Across the grey concrete landscape of Nathan Phillips Square at Toronto City Hall lay thousands of letters. Notes of appreciation, love, sadness, inspiration, and admiration. They were scrawled high on walls by authors straining on their tip-toes to find an empty place to leave their condolences.
All this for Jack Layton: a Toronto city councillor, leader of the federal NDP and opposition, activist, author, and occasional Trekkie. Pastel chalk inscriptions covered virtually the entire square, until a powerful August thunderstorm rolled across Toronto one morning, washing away everything.

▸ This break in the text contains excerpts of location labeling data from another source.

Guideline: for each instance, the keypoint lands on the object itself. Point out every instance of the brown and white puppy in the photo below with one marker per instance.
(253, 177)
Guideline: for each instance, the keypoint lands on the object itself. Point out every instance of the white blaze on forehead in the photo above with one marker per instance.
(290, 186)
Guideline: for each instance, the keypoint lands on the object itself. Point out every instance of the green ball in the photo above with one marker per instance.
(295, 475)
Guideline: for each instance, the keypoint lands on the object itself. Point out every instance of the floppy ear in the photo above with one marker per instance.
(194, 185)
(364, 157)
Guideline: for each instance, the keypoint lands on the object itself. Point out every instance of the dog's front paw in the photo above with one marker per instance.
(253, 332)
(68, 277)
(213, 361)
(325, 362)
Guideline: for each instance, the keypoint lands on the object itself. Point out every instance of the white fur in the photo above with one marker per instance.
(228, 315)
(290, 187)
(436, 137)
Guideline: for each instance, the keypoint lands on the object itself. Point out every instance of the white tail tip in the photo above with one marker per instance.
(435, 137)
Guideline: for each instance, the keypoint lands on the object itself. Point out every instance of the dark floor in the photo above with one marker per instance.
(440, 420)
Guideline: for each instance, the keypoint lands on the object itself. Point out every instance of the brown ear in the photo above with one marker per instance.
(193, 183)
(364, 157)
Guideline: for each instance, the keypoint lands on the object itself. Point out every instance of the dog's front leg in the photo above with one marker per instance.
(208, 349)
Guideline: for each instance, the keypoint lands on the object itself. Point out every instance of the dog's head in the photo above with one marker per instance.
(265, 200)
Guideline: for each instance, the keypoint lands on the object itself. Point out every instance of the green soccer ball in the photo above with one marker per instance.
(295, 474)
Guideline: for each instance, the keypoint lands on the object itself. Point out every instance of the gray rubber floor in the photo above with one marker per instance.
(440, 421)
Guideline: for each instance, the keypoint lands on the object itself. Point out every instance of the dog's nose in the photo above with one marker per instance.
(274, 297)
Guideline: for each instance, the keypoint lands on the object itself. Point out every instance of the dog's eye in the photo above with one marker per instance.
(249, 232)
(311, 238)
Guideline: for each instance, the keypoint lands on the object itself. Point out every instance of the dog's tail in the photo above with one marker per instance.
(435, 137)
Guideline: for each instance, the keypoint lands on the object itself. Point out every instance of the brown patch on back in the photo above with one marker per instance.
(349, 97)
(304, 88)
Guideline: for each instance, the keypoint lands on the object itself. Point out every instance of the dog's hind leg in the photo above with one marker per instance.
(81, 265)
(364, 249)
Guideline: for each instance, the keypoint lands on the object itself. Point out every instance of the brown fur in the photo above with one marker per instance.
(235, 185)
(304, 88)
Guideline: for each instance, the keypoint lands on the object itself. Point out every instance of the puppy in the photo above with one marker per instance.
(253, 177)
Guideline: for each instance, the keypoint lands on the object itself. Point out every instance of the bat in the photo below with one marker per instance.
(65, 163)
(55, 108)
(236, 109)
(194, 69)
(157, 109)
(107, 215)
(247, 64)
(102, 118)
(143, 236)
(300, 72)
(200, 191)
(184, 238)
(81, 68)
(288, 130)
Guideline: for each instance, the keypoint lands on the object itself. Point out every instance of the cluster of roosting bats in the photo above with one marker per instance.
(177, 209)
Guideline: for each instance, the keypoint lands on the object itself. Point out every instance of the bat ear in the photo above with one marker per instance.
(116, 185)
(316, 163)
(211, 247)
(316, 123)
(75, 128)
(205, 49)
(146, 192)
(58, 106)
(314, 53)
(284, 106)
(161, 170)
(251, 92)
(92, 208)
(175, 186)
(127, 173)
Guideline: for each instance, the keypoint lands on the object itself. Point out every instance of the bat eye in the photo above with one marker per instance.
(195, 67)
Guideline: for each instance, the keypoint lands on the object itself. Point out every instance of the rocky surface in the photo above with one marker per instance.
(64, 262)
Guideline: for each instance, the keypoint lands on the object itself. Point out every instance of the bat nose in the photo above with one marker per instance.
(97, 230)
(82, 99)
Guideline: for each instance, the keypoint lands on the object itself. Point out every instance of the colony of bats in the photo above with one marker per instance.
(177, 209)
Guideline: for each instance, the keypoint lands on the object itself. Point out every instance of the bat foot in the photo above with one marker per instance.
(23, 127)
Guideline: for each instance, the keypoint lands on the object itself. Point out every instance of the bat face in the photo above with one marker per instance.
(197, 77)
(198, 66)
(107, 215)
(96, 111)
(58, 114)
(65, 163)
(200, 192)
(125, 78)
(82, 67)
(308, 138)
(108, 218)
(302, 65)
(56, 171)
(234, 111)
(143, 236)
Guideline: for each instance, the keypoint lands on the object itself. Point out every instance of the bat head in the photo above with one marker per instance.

I arrived at the square as the ground was beginning to dry, only in a few places could you see faint outlines of what had been written there. I noticed a few people putting out pails of chalk as the clouds lifted, and a more few people beginning to write their own messages on the now-blank concrete canvas, so I started filming.
This is what I saw:
Over the next few days rains would again wash everything away, and again people would stream into Nathan Phillips Square to leave their messages, eventually filling the entire square again.
It was a remarkable sight, unprecedented in Toronto history, and befitting of a man who was liked and respected by all Canadians, regardless of their political views. Jack was the only federal politician in my lifetime whom really made an effort to listen to and involve young Canadians in shaping his party’s policy in a meaningful way. He’ll be missed, but his message won’t be forgotten.